The traditional way in which students gained a place at university was determined by a process, created by the universities themselves, to determine a rank. This used to be called the TER, then morphed into the UAI and is now called an ATAR (Australian Tertiary Admission Rank). By the magic of algorithm, students could be ranked on the same scale, regardless of which combination of HSC courses they had studied. Once ATARs were published, universities would determine the cut-off for each course and students would be offered places accordingly.
This began to change a little before COVID and I wrote about this for the Blog back in August 2020 (The Future of the ATAR). Some universities were aggressively looking for talented students and making some offers before HSC results and ATARs were known. Equally, there has been great pressure from some in the educational world to scrap the ATAR because they perceive it to be harmful – for example, that it is not the right measure for judging a student’s worth after 13 years of schooling, or criticisms by some teachers and academics that it is skewed against their subjects.
However, it is COVID that has had the most impact on the entire ATAR system.
Universities have become far more active in recruiting students for their courses. We have seen the 2021 NGS Year 12 cohort receive an unprecedented number of early offers from universities around NSW and the ACT, many of which have been unconditional. This means that a large number of students will not be nervous in late January when they receive their HSC subject results and ATARs. They already know that they have a place at university.

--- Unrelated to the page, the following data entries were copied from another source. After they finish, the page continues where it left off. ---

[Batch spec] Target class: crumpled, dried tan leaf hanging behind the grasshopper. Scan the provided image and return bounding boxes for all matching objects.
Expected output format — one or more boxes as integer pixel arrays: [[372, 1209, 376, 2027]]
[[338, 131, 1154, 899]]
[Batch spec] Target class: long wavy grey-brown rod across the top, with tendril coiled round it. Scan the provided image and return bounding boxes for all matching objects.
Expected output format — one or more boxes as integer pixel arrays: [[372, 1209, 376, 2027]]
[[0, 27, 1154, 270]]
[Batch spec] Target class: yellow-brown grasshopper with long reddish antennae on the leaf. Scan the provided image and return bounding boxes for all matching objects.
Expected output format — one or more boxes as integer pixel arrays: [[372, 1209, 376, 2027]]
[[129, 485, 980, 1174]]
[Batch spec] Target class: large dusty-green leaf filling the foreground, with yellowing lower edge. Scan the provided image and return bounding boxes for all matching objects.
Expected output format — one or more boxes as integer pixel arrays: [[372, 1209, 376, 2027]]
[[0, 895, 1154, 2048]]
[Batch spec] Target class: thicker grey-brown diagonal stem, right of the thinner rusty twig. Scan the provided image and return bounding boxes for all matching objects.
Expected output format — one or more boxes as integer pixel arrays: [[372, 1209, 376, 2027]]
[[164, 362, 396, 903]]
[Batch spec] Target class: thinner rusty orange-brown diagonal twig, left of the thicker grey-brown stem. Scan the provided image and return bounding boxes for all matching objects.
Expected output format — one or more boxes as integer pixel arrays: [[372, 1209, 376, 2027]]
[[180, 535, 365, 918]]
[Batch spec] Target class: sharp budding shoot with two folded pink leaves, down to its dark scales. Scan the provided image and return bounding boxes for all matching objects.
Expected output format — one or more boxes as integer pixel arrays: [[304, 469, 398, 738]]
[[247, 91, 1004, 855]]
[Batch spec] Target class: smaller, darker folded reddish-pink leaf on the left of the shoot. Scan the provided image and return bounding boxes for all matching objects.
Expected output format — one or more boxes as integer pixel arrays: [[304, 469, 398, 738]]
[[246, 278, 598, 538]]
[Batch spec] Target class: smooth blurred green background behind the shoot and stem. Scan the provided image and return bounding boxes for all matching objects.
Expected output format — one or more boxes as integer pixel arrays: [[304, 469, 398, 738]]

This is obviously welcome news to a group of students whose entire HSC experience – in Year 11 and Year 12 – has been badly affected by lockdowns and disruption. When we look back, it may well be that we decide 2021 was the worst year to sit your HSC exams, but the best year to apply to university.
The next big question is whether this situation will continue beyond student entry for 2022.
There are signs that the international student market for universities is improving and unless the very worst predictions for the Omicron variant are right, this means that universities will not be as desperate for undergraduates.
So, the best advice for the NGS Year 12 cohorts of 2022 and beyond will be to continue working hard and push to achieve the very best HSC marks possible. It is far too early to tell whether the ATAR system has been fatally weakened, or if so, what will replace it.